Ancak, aslında, hayran kurgunun telif hakkı ihlali yelpazesinde nerede yer aldığı o kadar açık değildir.

Hayran kurgu ile ilgili yasal sorunlar, telif hakkının koruduğu haklardan biri nedeniyle ortaya çıkar: yaratıcının türev eserler yaratma münhasır hakkı. Geçmişte, hayran kurgu yazarları, yorum, parodi vb. dahil olmak üzere belirli yaratıcı eserler için telif hakkı yasasına istisna sağlayan bir doktrin olan Adil Kullanım'ı bir savunma aracı olarak bir miktar başarıya getirdiler.

Tabii ki, birçok yazarın sizi hayran kurgu yazmak için mahkemeye (parlak dirgen sallayarak) kovalamayacağını söylemek gerekir. JK Rowling ve Joss Whedon gibi yaratıcılar, “geleneksel basılı yayıncılığın katı anlamında yayınlanmayan” ticari olmayan bir faaliyet olarak kaldığı sürece uygulamaya ellerinden geleni yapıyorlar.

Ancak bazen 2009'da şu açıklamayı yapan Anne Rice gibi yazarlarla karşılaşıyorsunuz: “Hayran kurguya izin vermiyorum. Karakterlerin telif hakları saklıdır. Karakterlerimle hayran kurguyu düşünmek bile beni çok üzüyor.”

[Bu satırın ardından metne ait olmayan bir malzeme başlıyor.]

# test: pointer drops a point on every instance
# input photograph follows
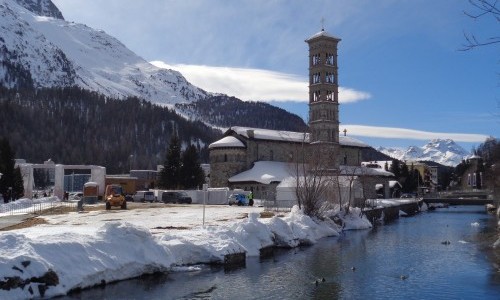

Bu yüzden tavsiyemiz bu konuda akıllı olmaktır. Belirli bir fandom için fanfic yazıyorsanız, yaratıcının bu konudaki duygularının farkında olun ve buna göre tepki verin.

Ve eğer hayran kurgunuz için dava edilirseniz, bilmeniz gereken şey şudur: Bir hayran kurgu eseri ne kadar dönüştürücü olursa, mahkeme salonunda Adil Kullanım davanız o kadar güçlü olur.

Yazarlar için Yasal Mitler Temelden Çürütüldü

Yani, işte sende! Artık fikri mülkiyetinizi korumak için çok daha iyi silahlanmış olarak kitap dünyasına geri dönebilirsiniz. Bu bilgiyi aklınızın bir köşesinde bulundurmak, biraz huzur verebilir ve hepsinden daha büyük önceliğe, kitabınızı yazmaya odaklanmanıza izin verebilir.

Telif hakkıyla ilgili deneyiminiz nedir? Kendiniz yayınlıyorsanız, telif hakkınızı kaydetme (veya kaydetmeme) kararınıza nasıl ulaştınız? Aşağıdaki yorumlarda düşüncelerinizi bizimle paylaşın.